En mai 2023, Gabriel Attal avait présenté son plan de lutte contre la fraude fiscale. Ce plan s’intégrait dans une feuille de route ambitieuse avec comme objectif de s’attaquer à toutes les fraudes aux finances publiques, qu’elles soient fiscales, sociales, douanières ou qu’elles visent à capter indûment des aides publiques. En mars 2024, le gouvernement dresse un premier bilan des actions menées. « Lutter contre les fraudes c’est garantir aux Français que les deniers publics sont bien utilisés et que les impôts sont recouvrés. Je me porte garant de la bonne mise en œuvre de ce plan de lutte contre toutes les fraudes, initié par le Premier ministre. Je continuerai à l’enrichir, à l’adapter à la menace, grâce à la mobilisation de toutes les administrations concernées », a souligné Thomas Cazenave, le ministre délégué chargé des Comptes publics à cette occasion.

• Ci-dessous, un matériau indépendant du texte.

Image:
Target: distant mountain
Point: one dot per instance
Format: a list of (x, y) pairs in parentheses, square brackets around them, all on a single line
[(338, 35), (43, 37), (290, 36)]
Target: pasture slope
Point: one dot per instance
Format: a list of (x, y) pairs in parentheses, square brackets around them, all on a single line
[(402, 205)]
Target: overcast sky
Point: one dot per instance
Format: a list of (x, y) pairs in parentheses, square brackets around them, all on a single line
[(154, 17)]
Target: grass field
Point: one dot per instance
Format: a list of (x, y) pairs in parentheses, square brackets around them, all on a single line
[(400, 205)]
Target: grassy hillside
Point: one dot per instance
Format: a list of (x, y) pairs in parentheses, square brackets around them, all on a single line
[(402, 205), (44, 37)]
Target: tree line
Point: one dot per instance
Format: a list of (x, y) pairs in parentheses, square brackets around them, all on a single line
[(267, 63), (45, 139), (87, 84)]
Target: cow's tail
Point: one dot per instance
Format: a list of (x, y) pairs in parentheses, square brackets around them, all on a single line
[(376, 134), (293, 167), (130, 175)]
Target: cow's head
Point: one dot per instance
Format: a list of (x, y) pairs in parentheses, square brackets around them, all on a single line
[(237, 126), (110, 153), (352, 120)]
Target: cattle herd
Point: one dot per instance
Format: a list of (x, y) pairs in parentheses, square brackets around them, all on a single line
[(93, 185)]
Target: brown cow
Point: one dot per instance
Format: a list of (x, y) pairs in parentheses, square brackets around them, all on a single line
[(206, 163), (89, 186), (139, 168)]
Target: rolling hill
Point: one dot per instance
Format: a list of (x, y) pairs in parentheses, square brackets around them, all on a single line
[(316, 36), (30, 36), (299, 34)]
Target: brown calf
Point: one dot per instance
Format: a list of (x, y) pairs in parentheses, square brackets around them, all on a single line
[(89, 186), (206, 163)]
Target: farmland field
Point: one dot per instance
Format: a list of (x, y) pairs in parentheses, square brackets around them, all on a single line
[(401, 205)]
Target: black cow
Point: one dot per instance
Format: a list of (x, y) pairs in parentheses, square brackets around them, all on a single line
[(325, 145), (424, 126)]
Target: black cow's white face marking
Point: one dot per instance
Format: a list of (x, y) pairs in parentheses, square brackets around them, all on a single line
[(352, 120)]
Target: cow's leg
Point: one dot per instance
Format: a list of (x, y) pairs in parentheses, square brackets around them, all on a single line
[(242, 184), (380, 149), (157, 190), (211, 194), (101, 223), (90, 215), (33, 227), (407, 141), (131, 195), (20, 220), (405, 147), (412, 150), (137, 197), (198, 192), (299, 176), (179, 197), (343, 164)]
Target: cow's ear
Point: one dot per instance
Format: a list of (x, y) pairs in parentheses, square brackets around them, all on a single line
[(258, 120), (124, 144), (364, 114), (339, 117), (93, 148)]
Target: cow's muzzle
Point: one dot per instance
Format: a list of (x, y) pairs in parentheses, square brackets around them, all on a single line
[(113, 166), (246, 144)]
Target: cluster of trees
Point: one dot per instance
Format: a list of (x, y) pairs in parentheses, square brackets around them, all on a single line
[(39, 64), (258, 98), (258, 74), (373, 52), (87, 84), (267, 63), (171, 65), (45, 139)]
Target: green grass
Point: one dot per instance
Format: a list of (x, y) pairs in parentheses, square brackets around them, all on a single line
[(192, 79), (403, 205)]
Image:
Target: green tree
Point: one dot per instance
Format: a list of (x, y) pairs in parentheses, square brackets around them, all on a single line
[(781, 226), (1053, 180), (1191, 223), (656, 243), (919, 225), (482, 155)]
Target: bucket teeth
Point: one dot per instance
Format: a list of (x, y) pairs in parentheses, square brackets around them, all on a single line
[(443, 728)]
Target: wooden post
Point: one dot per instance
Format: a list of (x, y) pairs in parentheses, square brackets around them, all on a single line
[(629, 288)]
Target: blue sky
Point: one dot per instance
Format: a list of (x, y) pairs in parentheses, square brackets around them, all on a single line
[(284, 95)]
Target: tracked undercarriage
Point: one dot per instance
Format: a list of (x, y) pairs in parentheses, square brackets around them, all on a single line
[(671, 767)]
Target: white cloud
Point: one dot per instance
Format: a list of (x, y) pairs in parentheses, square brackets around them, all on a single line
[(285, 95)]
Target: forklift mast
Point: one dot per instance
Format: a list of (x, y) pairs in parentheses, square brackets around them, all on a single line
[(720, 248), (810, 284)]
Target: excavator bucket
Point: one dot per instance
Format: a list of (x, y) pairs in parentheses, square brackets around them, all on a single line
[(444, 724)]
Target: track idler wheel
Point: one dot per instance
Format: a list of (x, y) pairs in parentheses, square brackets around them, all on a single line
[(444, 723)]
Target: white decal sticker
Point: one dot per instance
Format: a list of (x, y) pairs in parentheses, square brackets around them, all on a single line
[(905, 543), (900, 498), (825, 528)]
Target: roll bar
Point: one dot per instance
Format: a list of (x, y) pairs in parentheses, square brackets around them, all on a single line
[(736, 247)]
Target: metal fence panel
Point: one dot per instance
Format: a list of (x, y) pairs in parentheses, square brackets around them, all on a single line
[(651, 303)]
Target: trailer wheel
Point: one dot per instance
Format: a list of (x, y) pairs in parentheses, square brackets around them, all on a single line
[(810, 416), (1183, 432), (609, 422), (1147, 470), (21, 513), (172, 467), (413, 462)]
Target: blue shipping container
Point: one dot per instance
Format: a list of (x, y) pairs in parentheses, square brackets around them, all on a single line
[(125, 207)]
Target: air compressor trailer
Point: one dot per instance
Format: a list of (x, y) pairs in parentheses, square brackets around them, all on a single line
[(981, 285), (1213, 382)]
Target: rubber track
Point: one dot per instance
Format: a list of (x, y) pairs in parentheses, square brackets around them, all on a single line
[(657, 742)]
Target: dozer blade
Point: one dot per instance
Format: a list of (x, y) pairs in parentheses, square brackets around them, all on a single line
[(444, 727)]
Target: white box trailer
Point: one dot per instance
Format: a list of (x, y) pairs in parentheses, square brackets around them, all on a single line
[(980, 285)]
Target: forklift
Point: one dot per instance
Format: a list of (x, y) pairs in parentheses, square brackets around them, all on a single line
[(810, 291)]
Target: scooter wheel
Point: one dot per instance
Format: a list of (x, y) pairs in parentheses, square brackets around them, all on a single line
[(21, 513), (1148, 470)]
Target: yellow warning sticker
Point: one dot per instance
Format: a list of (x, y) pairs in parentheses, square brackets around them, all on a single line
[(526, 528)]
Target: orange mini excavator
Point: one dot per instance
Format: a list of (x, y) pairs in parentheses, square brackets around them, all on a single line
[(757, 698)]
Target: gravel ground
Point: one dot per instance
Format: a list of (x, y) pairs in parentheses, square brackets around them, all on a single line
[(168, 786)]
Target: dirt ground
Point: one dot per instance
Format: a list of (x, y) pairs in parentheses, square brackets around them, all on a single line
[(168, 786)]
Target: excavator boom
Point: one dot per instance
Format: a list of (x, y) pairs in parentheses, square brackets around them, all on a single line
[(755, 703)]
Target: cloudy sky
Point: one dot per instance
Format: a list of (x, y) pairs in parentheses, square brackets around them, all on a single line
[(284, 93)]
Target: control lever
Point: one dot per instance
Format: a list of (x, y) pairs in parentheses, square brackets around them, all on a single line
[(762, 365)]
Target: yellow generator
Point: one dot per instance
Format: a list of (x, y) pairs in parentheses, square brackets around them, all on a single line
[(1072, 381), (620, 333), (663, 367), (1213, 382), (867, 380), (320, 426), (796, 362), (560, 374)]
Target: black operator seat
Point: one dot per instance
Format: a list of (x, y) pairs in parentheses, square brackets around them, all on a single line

Des premiers résultats encourageants

Avec cette feuille de route, l’État a renforcé les effectifs de lutte contre la fraude, déployé de nouveaux outils et durci ses sanctions à l’encontre des fraudeurs, souligne le gouvernement, précisant que d’ici 2027, des moyens exceptionnels seraient déployés grâce à un réarmement humain et budgétaire des services, avec notamment 1 500 agents supplémentaires dédiés à la lutte contre la fraude fiscale, 450 agents dotés de prérogative de police judiciaire et spécialement formés aux cyber-enquêtes et plus d’un milliard d’euros supplémentaire alloué à la modernisation des outils numériques de détection et de lutte contre les fraudes. Moins d’un an après la présentation du plan de lutte contre les fraudes, les premiers résultats sont là. Avec 15,2 milliards d’euros recouvrés en 2023 soit plus 600 millions par rapport à 2022 et 3,5 milliards de plus qu’en 2019, « les mises en recouvrement atteignent un record historique », indique ce bilan d’étape.

Mieux cibler les contrôles fiscaux

« Je m’étais engagé à augmenter de 25 % le nombre de contrôles, notamment sur les plus gros patrimoines, a rappelé le Premier ministre lors de cette présentation : cet engagement est non seulement tenu, mais il est dépassé, puisque nous l’avons atteint dès cette année ! En d’autres termes, l’année dernière, nous avons augmenté de 25 % les contrôles fiscaux, et le nombre de perquisitions fiscales a augmenté de 30 % ». En parallèle de cette intensification du contrôle fiscal, Bercy entend faciliter les démarches de régularisations des contribuables de bonne foi. Depuis la mise en place du droit à l’erreur en janvier 2019, près de 230 000 régularisations sont intervenues en cours de contrôle ; elles représentent 6 milliards d’euros de droits et intérêts de retard régularisés. « Jamais, autant de contribuables n’avaient bénéficié d’annulation de pénalité sur la base de leur bonne foi, se félicite Gabriel Attal. La proportion des contrôles se concluant par une acceptation des contribuables progresse fortement, et représente désormais quasiment un contrôle sur deux ».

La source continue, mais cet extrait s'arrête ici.